Одновременно Карельская автономная республика была преобразована в союзную Карело-Финскую, и мир, уже начинавший постигать внешнеполитические приемы вождя всех времен и народов, приготовился присутствовать при исчезновении Финского государства.
…Начальный период военных действий сложился для Красной Армии неудачно. Это повлекло усиление на Западе общей тенденции к недооценке мощи Советского Союза. Выступая 20 января 1940 года по радио, Уинстон Черчилль заявил, что советско-финляндская война «открыла всему миру слабость Красной Армии». Это ошибочное мнение в какой-то степени разделял и Гитлер.
Но если беспристрастно разобраться в событиях того времени, то истинные причины наших неудач крылись в объективных условиях, в которых проводились боевые действия. Обилие естественных препятствий, снежная и морозная зима, густая сеть озер и лесов, отсутствие надежных дорог, идущих из внутренних районов страны к финской границе. Имела место и недооценка возможностей противника, его вооружения и моральной стойкости войск.
Новое наступление под командованием Мерецкова, начавшееся 11 февраля 1940 года, меньше чем за две недели прорвало оборону финнов на глубину линии Маннергейма. Советские войска обошли оба ее фланга и двинулись на Выборг, совершая одновременно широкий обходный маневр. Поражение Финляндии стало неизбежным, и 6 марта 1940 года ее правительство запросило мира.
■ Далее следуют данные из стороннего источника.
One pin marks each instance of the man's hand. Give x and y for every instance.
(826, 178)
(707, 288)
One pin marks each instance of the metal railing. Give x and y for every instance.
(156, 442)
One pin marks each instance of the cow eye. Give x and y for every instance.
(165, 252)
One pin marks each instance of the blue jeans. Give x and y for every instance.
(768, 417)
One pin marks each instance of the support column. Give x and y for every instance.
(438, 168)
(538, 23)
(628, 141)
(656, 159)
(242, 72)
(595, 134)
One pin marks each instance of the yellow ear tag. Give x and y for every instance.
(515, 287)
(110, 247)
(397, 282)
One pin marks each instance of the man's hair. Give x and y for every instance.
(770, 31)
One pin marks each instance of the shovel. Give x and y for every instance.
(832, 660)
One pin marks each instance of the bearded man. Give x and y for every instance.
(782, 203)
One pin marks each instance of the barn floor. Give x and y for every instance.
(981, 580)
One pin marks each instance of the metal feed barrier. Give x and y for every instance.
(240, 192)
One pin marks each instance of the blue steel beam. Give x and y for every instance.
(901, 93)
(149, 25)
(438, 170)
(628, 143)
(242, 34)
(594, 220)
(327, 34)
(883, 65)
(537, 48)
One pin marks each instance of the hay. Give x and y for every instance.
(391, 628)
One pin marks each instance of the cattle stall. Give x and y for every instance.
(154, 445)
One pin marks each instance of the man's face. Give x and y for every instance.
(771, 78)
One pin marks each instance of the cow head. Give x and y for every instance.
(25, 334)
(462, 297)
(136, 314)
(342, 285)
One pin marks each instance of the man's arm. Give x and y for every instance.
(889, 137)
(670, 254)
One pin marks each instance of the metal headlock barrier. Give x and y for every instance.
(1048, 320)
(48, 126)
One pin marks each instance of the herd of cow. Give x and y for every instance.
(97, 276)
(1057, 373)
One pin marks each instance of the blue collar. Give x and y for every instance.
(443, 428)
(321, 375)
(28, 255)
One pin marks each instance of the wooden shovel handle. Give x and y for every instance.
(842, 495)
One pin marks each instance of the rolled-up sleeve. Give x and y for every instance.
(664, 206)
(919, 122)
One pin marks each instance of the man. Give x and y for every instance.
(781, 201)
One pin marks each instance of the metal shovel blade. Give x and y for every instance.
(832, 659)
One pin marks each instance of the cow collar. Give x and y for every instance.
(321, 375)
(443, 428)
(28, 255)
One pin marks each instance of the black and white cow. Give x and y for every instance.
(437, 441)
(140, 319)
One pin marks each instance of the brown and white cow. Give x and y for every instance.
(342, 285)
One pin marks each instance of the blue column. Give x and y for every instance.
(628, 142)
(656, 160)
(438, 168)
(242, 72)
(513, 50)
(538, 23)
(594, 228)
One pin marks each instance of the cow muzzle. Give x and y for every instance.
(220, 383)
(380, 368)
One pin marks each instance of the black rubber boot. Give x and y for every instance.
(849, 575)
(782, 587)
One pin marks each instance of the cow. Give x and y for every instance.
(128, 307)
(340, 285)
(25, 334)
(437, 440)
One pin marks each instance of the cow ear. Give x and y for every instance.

На этот раз, несмотря на вовсе другие условия, новые советские требования были исключительно умеренными. Спохватившись, Сталин поступил по принуждению обстоятельств, ограничившись выполнением программы-минимум.
…Но откуда было все это знать командирам? Они дрались на той, «местного значения», войне и теперь сражались на самом трудном фронте Отечественной. Пролитая в бою кровь, она вовсе не обязательный предвозвестник смерти. Не убили в финскую, авось и эту выдюжим…
– Давай за победу, – предложил Кружилин.
– За победу можно… Все равно оторвем им башку, – сказал Хлыстун. – И фюреру ихнему, и всей его братии.
– Естественно, – отозвался Олег. – Куда они денутся!
Помолчали. Затем Хлыстун пододвинул к себе вещмешок, достал пачку махорки, протянул Олегу:
– Бери, командир. Редкая вещь – моршанская махра с красной надписью. Да ты спрячь про запас! А пока крути цигарку из моего кисета, закуривай.
– Хороша, – сказал Кружилин, затянувшись едким дымом. – Аж селезенку щекочет.
– Знаешь, как маялся тогда в Карелии без курева. Не знаю, что больше – ноги от мороза или уши без курева опухли. А в госпитале закурил, будто на свет заново родился. Там и про нашего комдива узнал. Арестовали его. Говорили, что из Москвы сам Мехлис приезжал, требовал его расстрелять за потерю управления. Но вроде до этого не дошло.
– Расстрелять – дело нехитрое, – заметил Кружилин.
Ему и невдомек было, что самому не далее как к утру реально будет угрожать «нехитрое дело». А подвел его под возможный расстрел верный и расторопный связной Веселов.
36– Послушай, Руди, – сказал Вильгельм Земпер. – Ты у нас большая голова. Не объяснишь ли мне, что значит медвежья болезнь?
– С чего ты вдруг заинтересовался ею? – спросил Пикерт.